Ela queria olhar, mas mal conseguia abrir um dos olhos depois do tapa. Queria falar, mas sentia o lábio inchado latejar. Prostrada no chão, encostada ao pé da cama, não sabia se erguia os braços para se proteger ou se usava-os para rastejar, se afastar dele. Não sabia se ele bateria de novo.

Enquanto isso, ele gritava.

“Amigo o caralho! Porra de amigo! Não tem essa porra! Ele quer é te comer e você fica dando mole!”

Levantou-se e correu para o banheiro. Trancou a porta, ligou o chuveiro para abafar os gritos e deixou-se cair embaixo da água. As lágrimas vieram finalmente, depois do choque, e cada soluço fazia o rosto doer.

Eles haviam ido para uma boate. Alguma coisa relacionada à faculdade dela. Agora era difícil lembrar. Estava tudo bem. Ele havia sido carinhoso a noite toda. Mas a flagrara conversando com um amigo, bem na hora em que eles riam de qualquer coisa e ela pousava a mão sobre uma das pernas dele.

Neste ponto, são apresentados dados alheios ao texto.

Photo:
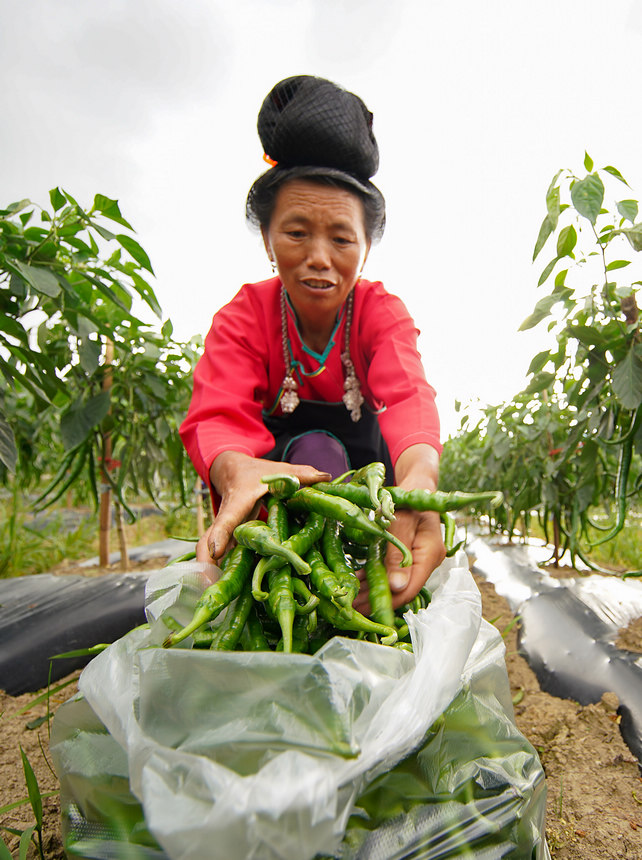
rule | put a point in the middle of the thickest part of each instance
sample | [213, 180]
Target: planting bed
[594, 808]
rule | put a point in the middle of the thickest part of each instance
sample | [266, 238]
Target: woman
[316, 370]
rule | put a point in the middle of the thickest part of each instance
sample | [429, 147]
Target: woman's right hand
[236, 477]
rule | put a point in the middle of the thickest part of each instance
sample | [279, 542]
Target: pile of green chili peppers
[290, 582]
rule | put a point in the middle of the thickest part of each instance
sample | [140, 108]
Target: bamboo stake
[105, 493]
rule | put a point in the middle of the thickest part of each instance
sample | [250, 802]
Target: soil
[594, 783]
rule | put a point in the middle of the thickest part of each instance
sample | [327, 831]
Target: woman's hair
[261, 199]
[313, 129]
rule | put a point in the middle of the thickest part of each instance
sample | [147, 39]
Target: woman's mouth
[314, 284]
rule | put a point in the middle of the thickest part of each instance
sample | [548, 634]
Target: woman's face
[317, 239]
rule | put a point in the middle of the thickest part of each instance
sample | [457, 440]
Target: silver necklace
[352, 396]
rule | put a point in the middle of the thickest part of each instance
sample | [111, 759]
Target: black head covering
[313, 128]
[309, 121]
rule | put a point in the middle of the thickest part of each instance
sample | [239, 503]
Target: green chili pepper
[416, 500]
[253, 638]
[622, 479]
[300, 542]
[379, 593]
[323, 580]
[426, 500]
[299, 640]
[236, 568]
[338, 508]
[281, 485]
[228, 634]
[335, 558]
[259, 537]
[311, 601]
[345, 618]
[277, 518]
[282, 603]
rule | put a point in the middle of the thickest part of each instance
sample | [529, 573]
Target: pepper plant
[595, 368]
[570, 443]
[73, 345]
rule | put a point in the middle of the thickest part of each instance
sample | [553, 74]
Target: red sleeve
[230, 381]
[395, 374]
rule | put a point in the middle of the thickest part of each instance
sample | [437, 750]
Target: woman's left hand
[416, 468]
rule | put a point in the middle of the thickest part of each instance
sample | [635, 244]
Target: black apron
[362, 439]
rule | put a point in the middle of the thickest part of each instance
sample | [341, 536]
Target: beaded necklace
[352, 396]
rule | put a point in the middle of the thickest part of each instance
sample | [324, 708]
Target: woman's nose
[319, 254]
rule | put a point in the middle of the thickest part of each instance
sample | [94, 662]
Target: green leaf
[25, 842]
[18, 206]
[617, 264]
[627, 378]
[615, 172]
[541, 311]
[540, 382]
[547, 271]
[628, 209]
[538, 362]
[566, 241]
[32, 788]
[8, 450]
[58, 199]
[138, 253]
[544, 232]
[587, 195]
[103, 231]
[89, 354]
[110, 209]
[634, 235]
[41, 280]
[81, 418]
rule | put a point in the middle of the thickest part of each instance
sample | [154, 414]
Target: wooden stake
[105, 494]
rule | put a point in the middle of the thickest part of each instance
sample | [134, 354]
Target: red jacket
[240, 373]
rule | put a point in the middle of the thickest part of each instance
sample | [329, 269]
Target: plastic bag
[357, 751]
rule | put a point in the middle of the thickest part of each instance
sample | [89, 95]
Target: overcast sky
[476, 106]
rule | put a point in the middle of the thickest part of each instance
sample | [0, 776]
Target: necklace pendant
[290, 397]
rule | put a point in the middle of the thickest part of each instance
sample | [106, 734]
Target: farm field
[594, 806]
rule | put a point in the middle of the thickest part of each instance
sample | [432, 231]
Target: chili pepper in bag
[335, 558]
[338, 508]
[622, 478]
[450, 528]
[282, 603]
[311, 600]
[281, 485]
[258, 536]
[236, 568]
[345, 618]
[228, 634]
[379, 594]
[323, 580]
[253, 638]
[416, 500]
[300, 542]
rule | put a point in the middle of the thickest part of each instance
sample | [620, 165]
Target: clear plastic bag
[357, 751]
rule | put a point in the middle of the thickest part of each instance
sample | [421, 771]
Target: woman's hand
[236, 478]
[416, 468]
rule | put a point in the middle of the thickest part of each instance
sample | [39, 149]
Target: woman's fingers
[202, 547]
[421, 532]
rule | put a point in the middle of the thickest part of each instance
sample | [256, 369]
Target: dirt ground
[594, 806]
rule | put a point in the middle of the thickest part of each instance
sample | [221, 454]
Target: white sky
[476, 105]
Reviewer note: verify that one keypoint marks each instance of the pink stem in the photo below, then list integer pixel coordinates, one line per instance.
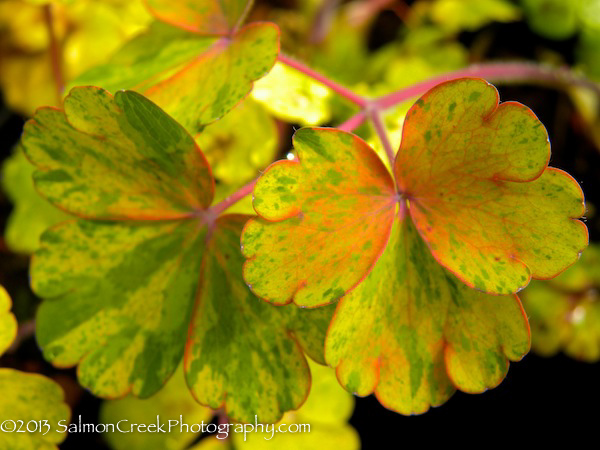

Depois de muita discussão, empurrões e copos quebrados, ela conseguira convencê-lo a irem embora. Havia, ela percebeu, algo de insano em seus olhos. No caminho de volta, não trocaram nenhuma palavra. Ao chegarem no apartamento dele, onde ela passaria a noite, começara a discussão.

Ele dissera que ela sempre fazia isso, que se não queria mais saber dele era melhor falar logo e que ele não ia mais fazer papel de otário. Ela insistira que tudo não passava de um mal-entendido, que ele provavelmente havia bebido demais e que era melhor irem para a cama. Ele berrara que não iria para a cama com vagabunda nenhuma. Ela respondera que não era vagabunda. Foi quando veio o tapa.

Não era a primeira vez.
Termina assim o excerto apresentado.